Meeting
Your Mind
What your U13s and U14s experienced, the language they're using, and exactly how you keep it alive on the training pitch and on matchday.
What happened
in the room
Four acts. Ninety minutes. By the time they left, every player had named their inner critic, acknowledged a moment of mental noise, and practised ACE under live pressure. Here's exactly what they did — so the language you use matches theirs.
The ACE Tool —
Coach's Deep Dive
ACE is the five-second routine your players now use in any moment of pressure. Tap each letter to see how you reinforce it as a coach — the exact language to use and the moments to use it.
The player names what's happening inside — the thought, the feeling, the body signal — without fighting it or believing it automatically. In the U13/U14 session, players externalised this as their Saboteur: a cartoon inner critic with a name. "There's my Saboteur again." Once it has a name, it stops feeling like the truth and starts feeling like one voice among many.

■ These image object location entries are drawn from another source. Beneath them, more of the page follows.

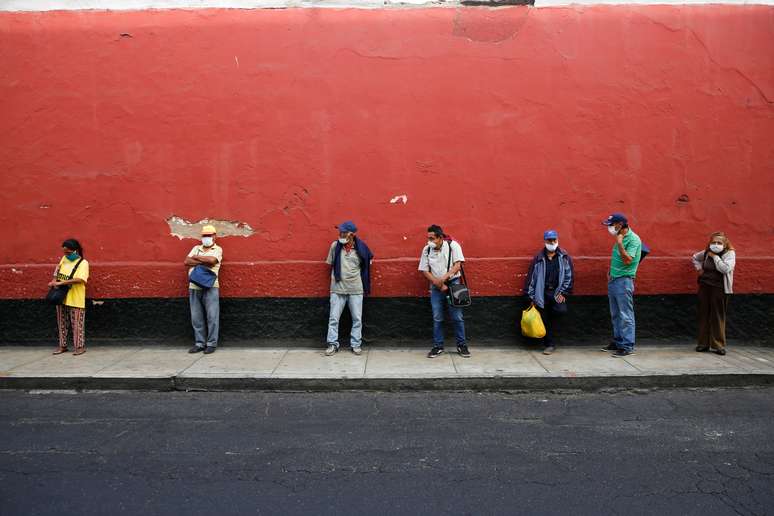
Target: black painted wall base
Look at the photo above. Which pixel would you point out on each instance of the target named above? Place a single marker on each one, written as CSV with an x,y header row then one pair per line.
x,y
385,319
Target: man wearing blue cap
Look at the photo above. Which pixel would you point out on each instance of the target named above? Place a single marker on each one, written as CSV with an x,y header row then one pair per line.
x,y
627,252
549,282
441,263
350,261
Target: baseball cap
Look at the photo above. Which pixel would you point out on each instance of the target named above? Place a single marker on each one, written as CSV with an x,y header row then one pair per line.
x,y
348,226
615,218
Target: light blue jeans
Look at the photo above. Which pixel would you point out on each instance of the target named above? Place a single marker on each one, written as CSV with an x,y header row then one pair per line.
x,y
205,316
338,302
620,294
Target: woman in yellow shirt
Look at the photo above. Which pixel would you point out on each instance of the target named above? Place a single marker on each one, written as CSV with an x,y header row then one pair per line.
x,y
71,315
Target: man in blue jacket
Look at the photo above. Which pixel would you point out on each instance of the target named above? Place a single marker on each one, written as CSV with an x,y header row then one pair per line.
x,y
549,282
350,261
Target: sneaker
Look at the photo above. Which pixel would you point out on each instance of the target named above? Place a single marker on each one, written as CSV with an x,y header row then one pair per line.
x,y
435,352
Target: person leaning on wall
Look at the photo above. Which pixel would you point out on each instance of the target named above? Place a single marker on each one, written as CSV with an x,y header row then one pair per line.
x,y
71,314
350,260
440,263
549,282
205,301
715,265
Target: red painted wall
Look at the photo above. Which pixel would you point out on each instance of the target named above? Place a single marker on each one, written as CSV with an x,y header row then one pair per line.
x,y
496,124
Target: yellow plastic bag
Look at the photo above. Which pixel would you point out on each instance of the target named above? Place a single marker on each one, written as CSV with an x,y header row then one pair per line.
x,y
532,324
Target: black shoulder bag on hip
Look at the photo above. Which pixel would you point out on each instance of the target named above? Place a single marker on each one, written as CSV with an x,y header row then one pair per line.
x,y
459,293
57,295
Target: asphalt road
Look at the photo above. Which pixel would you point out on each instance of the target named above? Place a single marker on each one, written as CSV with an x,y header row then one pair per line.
x,y
663,452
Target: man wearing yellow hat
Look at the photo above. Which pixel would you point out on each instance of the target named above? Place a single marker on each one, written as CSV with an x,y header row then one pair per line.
x,y
205,301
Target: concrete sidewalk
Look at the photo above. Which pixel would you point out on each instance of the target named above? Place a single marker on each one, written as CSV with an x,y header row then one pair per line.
x,y
291,368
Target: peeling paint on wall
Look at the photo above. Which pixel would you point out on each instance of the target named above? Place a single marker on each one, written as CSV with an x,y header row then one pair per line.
x,y
181,228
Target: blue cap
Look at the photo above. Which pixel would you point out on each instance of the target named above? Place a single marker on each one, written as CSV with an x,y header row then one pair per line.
x,y
348,226
615,218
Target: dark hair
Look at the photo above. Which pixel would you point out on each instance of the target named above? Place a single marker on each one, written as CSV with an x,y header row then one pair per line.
x,y
73,244
436,229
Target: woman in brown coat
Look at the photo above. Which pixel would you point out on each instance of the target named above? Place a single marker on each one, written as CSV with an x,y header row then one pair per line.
x,y
715,265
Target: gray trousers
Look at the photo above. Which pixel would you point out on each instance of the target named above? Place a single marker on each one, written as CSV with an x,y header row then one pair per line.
x,y
205,315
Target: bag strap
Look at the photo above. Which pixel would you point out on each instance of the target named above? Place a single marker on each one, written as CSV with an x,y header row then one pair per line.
x,y
462,268
72,273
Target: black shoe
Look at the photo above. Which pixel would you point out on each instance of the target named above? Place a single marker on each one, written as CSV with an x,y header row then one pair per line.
x,y
435,352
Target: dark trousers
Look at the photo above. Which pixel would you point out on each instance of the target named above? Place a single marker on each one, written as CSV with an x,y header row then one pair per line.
x,y
550,318
713,304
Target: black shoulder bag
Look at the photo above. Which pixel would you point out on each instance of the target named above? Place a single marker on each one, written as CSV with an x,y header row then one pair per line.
x,y
459,293
57,295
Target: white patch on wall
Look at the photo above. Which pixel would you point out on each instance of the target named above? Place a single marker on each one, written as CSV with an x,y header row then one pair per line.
x,y
182,228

The science: this is cognitive defusion — creating distance between the self and the thought. When a player says "I'm a terrible footballer," they're fused with that thought. When they say "My Saboteur is telling me I'm terrible," they're defused — the thought is observed rather than believed. Defused thoughts lose most of their power to dictate behaviour.
"What's your Saboteur saying right now?" · "Thanks, mind — now what's the next thing?" · "Sounds like there's a thought in there. Is it useful?" · When a player is visibly nervous before a match: "Remember what Haaland said? Same noise. What's your ACE?" · When a player self-critiques loudly: "That sounds like your Saboteur. What does your Engage look like right now?"

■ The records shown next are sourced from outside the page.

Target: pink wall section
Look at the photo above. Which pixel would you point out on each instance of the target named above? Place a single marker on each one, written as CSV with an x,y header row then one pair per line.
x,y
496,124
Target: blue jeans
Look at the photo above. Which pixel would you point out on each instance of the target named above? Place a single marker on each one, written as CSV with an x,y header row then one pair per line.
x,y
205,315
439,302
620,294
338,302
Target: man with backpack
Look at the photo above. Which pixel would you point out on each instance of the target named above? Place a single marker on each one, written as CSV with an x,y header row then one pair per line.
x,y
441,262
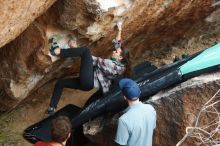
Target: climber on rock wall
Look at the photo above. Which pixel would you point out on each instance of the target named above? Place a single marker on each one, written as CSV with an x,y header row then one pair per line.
x,y
94,71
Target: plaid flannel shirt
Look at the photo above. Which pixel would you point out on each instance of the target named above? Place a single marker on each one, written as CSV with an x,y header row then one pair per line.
x,y
104,71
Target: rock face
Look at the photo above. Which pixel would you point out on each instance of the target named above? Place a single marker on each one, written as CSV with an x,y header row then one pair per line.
x,y
176,109
148,25
16,16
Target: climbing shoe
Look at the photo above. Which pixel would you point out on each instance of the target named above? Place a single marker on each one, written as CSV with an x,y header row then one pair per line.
x,y
51,110
54,45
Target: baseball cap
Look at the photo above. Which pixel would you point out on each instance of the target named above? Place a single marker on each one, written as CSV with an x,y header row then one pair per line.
x,y
130,89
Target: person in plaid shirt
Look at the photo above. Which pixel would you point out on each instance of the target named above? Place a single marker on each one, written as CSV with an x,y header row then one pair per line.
x,y
94,71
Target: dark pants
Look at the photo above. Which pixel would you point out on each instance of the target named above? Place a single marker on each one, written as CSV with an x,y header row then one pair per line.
x,y
84,82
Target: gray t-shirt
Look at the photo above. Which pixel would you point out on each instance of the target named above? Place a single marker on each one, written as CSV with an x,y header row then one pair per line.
x,y
135,127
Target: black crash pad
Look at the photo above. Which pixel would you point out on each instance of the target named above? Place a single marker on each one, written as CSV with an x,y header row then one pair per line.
x,y
41,130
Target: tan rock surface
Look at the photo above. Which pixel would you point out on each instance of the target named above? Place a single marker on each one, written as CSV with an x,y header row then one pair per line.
x,y
16,16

The player pulls attention back to the only place where they can actually play: right now. The mental time machine — replaying the mistake, projecting the next one — burns cognitive resources and fragments focus. Feet are always present. Breath is always present. The ball is present. These are the anchors.

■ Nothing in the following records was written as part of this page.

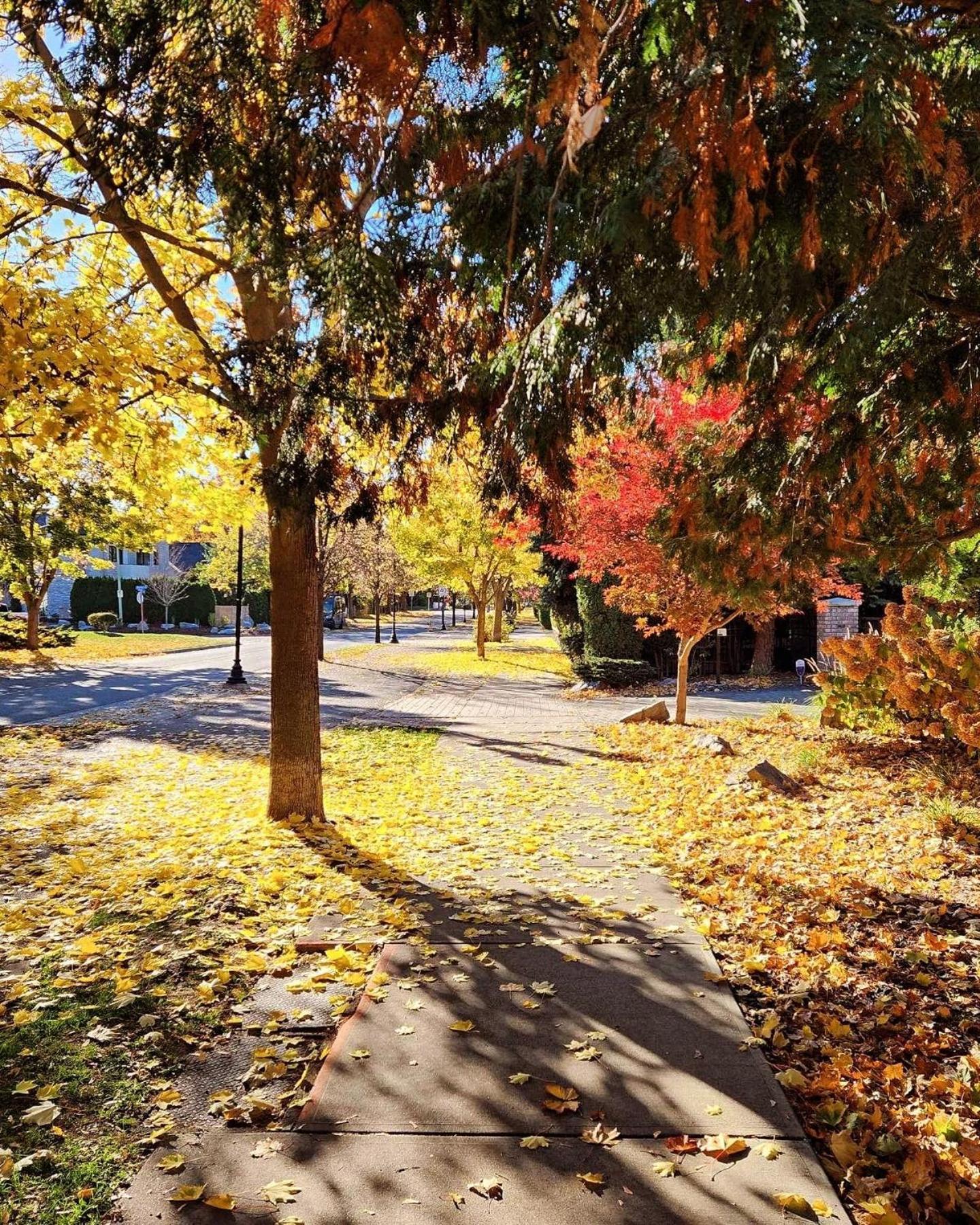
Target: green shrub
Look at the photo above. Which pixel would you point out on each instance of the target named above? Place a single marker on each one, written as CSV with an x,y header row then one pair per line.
x,y
14,635
259,606
97,594
103,621
608,632
612,673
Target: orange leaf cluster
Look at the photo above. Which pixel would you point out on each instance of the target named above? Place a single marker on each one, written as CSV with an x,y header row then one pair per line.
x,y
925,674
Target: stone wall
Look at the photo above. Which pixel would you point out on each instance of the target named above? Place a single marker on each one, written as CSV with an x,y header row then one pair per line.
x,y
837,618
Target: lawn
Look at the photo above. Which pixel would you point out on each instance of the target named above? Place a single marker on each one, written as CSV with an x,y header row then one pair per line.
x,y
516,658
145,894
91,649
847,918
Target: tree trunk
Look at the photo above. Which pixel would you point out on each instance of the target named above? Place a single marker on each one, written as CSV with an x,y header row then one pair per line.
x,y
479,600
497,635
762,652
295,767
318,606
33,621
684,659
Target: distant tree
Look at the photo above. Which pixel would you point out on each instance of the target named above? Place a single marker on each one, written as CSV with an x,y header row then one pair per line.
x,y
167,587
49,521
284,180
461,542
378,568
625,495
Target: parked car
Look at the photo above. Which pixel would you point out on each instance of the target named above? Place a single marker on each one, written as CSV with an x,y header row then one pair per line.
x,y
335,612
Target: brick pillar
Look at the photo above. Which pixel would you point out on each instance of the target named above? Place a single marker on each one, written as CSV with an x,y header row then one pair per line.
x,y
837,618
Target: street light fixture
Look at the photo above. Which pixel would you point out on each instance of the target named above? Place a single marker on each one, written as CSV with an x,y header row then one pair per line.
x,y
237,676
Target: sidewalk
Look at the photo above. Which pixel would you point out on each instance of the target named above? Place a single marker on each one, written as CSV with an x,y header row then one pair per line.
x,y
544,1038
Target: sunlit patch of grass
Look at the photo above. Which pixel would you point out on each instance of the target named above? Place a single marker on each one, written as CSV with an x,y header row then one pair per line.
x,y
159,892
91,647
512,659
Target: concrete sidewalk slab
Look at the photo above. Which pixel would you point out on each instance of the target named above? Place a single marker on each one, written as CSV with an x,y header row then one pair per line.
x,y
672,1058
410,1180
638,906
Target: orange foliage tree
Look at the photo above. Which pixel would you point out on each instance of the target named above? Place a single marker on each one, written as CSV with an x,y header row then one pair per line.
x,y
619,531
923,669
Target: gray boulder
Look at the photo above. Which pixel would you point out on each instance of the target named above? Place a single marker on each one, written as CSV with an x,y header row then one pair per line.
x,y
767,774
655,713
716,745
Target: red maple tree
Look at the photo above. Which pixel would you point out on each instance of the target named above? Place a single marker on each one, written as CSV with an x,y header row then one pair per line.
x,y
621,522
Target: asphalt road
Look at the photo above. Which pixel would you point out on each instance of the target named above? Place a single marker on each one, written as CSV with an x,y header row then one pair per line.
x,y
29,696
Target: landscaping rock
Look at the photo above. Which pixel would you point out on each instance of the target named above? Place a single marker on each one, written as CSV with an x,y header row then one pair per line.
x,y
716,745
655,713
768,776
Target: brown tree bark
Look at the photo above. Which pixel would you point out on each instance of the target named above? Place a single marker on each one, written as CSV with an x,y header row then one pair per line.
x,y
479,600
762,651
295,770
33,621
500,587
684,658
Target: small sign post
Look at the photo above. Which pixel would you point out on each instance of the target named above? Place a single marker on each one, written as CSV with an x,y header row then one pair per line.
x,y
140,598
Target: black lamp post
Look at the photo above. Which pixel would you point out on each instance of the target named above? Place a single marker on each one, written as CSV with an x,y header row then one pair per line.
x,y
237,676
393,626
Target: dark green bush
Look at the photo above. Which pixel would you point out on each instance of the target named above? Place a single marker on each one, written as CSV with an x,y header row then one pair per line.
x,y
259,606
612,673
97,594
14,635
103,621
609,634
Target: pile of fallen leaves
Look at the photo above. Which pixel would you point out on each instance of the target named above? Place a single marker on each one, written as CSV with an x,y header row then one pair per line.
x,y
90,647
142,894
847,918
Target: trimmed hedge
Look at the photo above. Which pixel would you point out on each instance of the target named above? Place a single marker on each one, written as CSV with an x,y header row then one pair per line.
x,y
98,595
609,634
614,673
103,621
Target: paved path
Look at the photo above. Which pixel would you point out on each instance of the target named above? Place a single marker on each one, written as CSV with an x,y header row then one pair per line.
x,y
30,696
427,1128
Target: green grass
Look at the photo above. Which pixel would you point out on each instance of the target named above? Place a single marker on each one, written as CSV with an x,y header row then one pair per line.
x,y
91,647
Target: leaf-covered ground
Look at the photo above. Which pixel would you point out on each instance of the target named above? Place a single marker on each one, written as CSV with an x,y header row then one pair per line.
x,y
848,920
91,647
145,894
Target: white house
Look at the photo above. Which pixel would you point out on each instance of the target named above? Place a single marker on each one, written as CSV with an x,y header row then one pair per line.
x,y
124,564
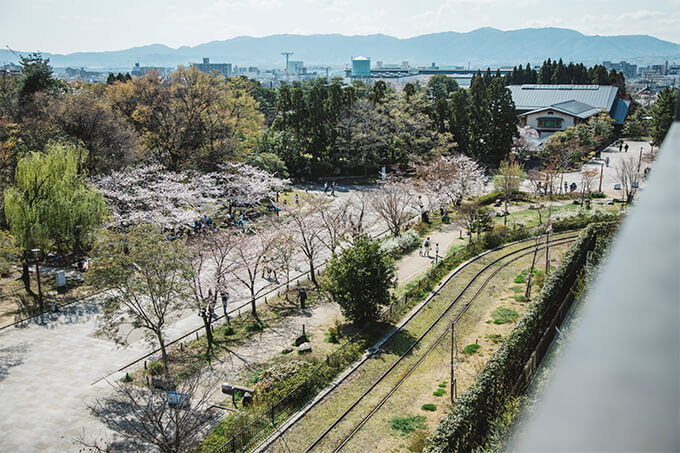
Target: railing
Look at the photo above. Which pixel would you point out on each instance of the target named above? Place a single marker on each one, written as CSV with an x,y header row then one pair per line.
x,y
620,370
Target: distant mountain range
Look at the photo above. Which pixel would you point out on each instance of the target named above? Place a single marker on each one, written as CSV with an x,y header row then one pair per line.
x,y
479,48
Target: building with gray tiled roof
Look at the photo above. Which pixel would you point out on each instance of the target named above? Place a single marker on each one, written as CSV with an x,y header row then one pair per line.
x,y
552,108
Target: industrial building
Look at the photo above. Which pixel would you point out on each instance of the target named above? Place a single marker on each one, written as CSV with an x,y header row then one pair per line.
x,y
214,68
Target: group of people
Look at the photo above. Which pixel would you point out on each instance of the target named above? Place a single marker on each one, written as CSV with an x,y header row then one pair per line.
x,y
235,219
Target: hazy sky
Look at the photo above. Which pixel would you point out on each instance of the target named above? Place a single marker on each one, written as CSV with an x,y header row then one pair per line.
x,y
64,26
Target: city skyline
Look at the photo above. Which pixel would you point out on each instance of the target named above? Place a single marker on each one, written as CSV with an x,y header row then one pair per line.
x,y
78,26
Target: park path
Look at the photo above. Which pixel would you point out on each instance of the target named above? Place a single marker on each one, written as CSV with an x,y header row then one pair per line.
x,y
52,366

Important: this is not about feeling calm. A player can be fully activated, even physiologically aroused, and still be present. Present and activated is an excellent place to play football from. The Come Back does not remove the adrenaline — it just ensures the player is channelling it into the pitch rather than into the mental time machine.
"Feet on the ground. One breath. Look at the pitch — what's actually in front of you?" · "Come back to now — the last five minutes are done." · At half time, before any tactics: "Feet on the floor. One slow breath out. Look around — we're still in this together." · After a mistake: "Done. It's gone. Come back. What's your next action?"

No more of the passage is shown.